Carlos and Mimi


This short story is inspired by the photo at the bottom of post – with thanks to Carlos – street musician and of course the incomparable Mimi herself.

Its warm, sticky, Mimi is uncomfortable, too hot. She writhes on Carlos’ lap, trying to find a position that feels good.

She struggles to breathe, but then Mimi always struggles to breathe. She is thirsty and imagines dipping her whole face into a bowl of ice-cold water, but he has forgotten, yet again, to bring the water bottle. Mimi sighs and reconciles herself to a long, dull after noon.

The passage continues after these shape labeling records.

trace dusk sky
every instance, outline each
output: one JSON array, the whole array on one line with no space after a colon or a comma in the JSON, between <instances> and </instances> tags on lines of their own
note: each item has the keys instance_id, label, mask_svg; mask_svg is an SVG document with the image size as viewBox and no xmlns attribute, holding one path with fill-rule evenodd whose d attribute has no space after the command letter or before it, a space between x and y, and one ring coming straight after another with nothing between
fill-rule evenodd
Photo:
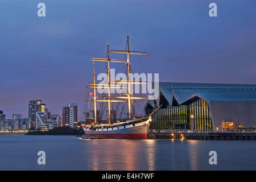
<instances>
[{"instance_id":1,"label":"dusk sky","mask_svg":"<svg viewBox=\"0 0 256 182\"><path fill-rule=\"evenodd\" d=\"M40 2L46 17L37 16ZM217 17L209 15L211 2ZM255 9L255 0L1 0L0 110L27 117L31 100L54 114L77 102L81 121L89 60L127 29L137 51L150 53L141 63L131 57L134 72L159 73L160 81L256 84Z\"/></svg>"}]
</instances>

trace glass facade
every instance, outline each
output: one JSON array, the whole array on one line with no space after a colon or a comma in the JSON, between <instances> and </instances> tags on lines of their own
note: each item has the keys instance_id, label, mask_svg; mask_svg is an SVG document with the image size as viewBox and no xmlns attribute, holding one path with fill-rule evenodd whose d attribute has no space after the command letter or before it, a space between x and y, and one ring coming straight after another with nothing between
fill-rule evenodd
<instances>
[{"instance_id":1,"label":"glass facade","mask_svg":"<svg viewBox=\"0 0 256 182\"><path fill-rule=\"evenodd\" d=\"M169 105L154 114L151 127L156 130L212 129L208 104L198 99L186 105Z\"/></svg>"}]
</instances>

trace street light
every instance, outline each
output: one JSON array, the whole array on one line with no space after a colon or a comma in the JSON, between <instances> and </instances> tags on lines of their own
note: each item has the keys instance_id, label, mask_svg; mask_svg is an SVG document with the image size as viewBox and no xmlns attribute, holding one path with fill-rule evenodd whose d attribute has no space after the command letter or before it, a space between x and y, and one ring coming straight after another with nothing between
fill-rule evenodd
<instances>
[{"instance_id":1,"label":"street light","mask_svg":"<svg viewBox=\"0 0 256 182\"><path fill-rule=\"evenodd\" d=\"M192 122L191 122L191 131L192 131L192 132L193 131L193 118L194 118L194 115L191 115L191 120L192 120Z\"/></svg>"}]
</instances>

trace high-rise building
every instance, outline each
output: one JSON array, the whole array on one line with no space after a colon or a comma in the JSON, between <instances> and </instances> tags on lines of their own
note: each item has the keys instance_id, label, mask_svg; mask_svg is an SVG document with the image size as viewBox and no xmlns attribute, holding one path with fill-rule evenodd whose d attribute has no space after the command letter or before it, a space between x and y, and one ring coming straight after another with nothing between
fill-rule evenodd
<instances>
[{"instance_id":1,"label":"high-rise building","mask_svg":"<svg viewBox=\"0 0 256 182\"><path fill-rule=\"evenodd\" d=\"M53 123L53 127L58 127L58 122L59 122L59 114L50 114L50 112L48 113L48 117L49 118L49 119Z\"/></svg>"},{"instance_id":2,"label":"high-rise building","mask_svg":"<svg viewBox=\"0 0 256 182\"><path fill-rule=\"evenodd\" d=\"M37 127L37 123L35 121L37 112L45 112L46 111L46 105L45 104L42 104L42 100L29 101L29 119L30 119L31 128L35 129Z\"/></svg>"},{"instance_id":3,"label":"high-rise building","mask_svg":"<svg viewBox=\"0 0 256 182\"><path fill-rule=\"evenodd\" d=\"M61 127L62 126L62 121L61 119L61 115L59 116L59 119L58 119L57 122L57 127Z\"/></svg>"},{"instance_id":4,"label":"high-rise building","mask_svg":"<svg viewBox=\"0 0 256 182\"><path fill-rule=\"evenodd\" d=\"M69 107L65 106L62 107L62 127L69 127Z\"/></svg>"},{"instance_id":5,"label":"high-rise building","mask_svg":"<svg viewBox=\"0 0 256 182\"><path fill-rule=\"evenodd\" d=\"M77 127L77 103L70 103L69 107L69 127Z\"/></svg>"},{"instance_id":6,"label":"high-rise building","mask_svg":"<svg viewBox=\"0 0 256 182\"><path fill-rule=\"evenodd\" d=\"M78 104L70 103L62 107L62 126L77 127L78 124Z\"/></svg>"},{"instance_id":7,"label":"high-rise building","mask_svg":"<svg viewBox=\"0 0 256 182\"><path fill-rule=\"evenodd\" d=\"M22 129L22 115L21 114L13 114L13 123L14 130Z\"/></svg>"},{"instance_id":8,"label":"high-rise building","mask_svg":"<svg viewBox=\"0 0 256 182\"><path fill-rule=\"evenodd\" d=\"M2 110L0 110L0 121L3 121L5 119L5 114Z\"/></svg>"},{"instance_id":9,"label":"high-rise building","mask_svg":"<svg viewBox=\"0 0 256 182\"><path fill-rule=\"evenodd\" d=\"M48 113L45 111L36 113L37 130L49 130L53 129L53 123L48 119Z\"/></svg>"},{"instance_id":10,"label":"high-rise building","mask_svg":"<svg viewBox=\"0 0 256 182\"><path fill-rule=\"evenodd\" d=\"M29 129L30 127L30 123L29 118L22 118L22 130Z\"/></svg>"}]
</instances>

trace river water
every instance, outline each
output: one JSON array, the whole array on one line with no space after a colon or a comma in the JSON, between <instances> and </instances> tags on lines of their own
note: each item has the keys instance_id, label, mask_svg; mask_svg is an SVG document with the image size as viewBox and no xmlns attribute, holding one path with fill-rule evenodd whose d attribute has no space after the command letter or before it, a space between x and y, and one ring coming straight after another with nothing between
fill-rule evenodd
<instances>
[{"instance_id":1,"label":"river water","mask_svg":"<svg viewBox=\"0 0 256 182\"><path fill-rule=\"evenodd\" d=\"M46 164L38 165L39 151ZM209 163L210 151L217 164ZM0 135L0 170L256 170L256 142Z\"/></svg>"}]
</instances>

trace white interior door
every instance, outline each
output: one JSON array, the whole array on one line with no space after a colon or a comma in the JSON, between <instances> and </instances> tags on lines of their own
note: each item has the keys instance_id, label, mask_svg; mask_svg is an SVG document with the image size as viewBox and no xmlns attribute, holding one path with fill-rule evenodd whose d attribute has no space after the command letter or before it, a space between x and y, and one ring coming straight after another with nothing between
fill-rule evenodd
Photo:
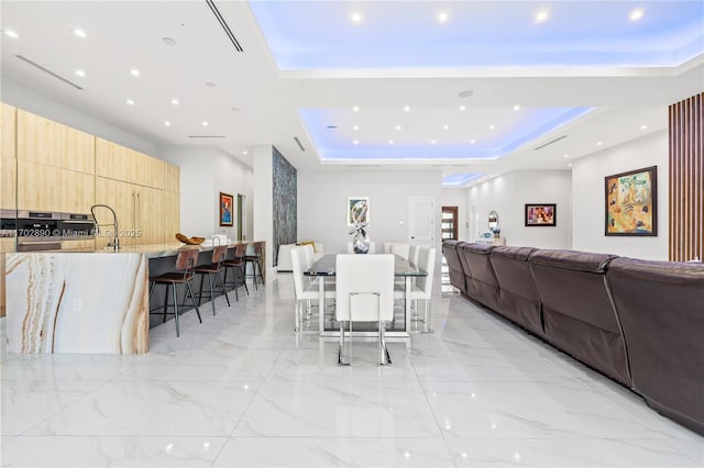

She tries to amuse herself by writhing gentle against the soft fabric of Carlos’ much washed cotton shirt. He may be lazy and feckless, but he is clean and for this, Mimi is grateful.

Absently, feeling her movement against him, he bends, rubs her exposed stomach and she cannot help herself, she bares her teeth in a grin of pleasure. She moves to lick his face,but her pushes her away, embarrassed by her display of public affection.

For a few moments, they sit in companionable silence, both deep in their own thoughts, but Mimi knows it is only a matter of time before Carlos unpacks the violin and begins to play.

Carlos is a terrible violinist , his violon playing is an area of huge internal conflict for Mimi, on one hand, she wishes he would practise more, become a better player so that passers-by would throw more money into his hat, but on the other hand, the noise he makes is so dreadful, almost painful to her sensitive ears, so that she is grateful when he forgets to practise and Carlos need very little encouragement to forget.

Mimi knows exactly what he is, lazy, feckless, but oh so charming. Those deep brown eyes, that lazy smile, sometimes when he looks down at her she feels out of control, her whole body moves with love for him

And she is not the only one, there are always other women, falling on love with that accent, the hat worn at a rakish angle, those long clever sensitive fingers. Mostly, these other women understand her place, her position of permanence, just occasionally Mimi has to show them her dark side, teeth bared in anger, the threat of violence – they get the message.

Mimi has lots of ideas for the act, knows that she needs to be centre stage, the focal point, cute outfits, coordinated accessories. She knows it would work, but no matter how hard she tries, Carlos seems incapable of understanding her.

And so they continue on, one meal from hunger, one day from disaster – life goes on.

Its getting later now, Carlos, thank god, is putting the violin away. He rummies into the battered rucksack, pulls out Mimis’ lead, snaps it onto her collar and they start the long walk home.

She pants. struggling to breathe, tongue protruding from her mouth, gazing up in total adoration at her man.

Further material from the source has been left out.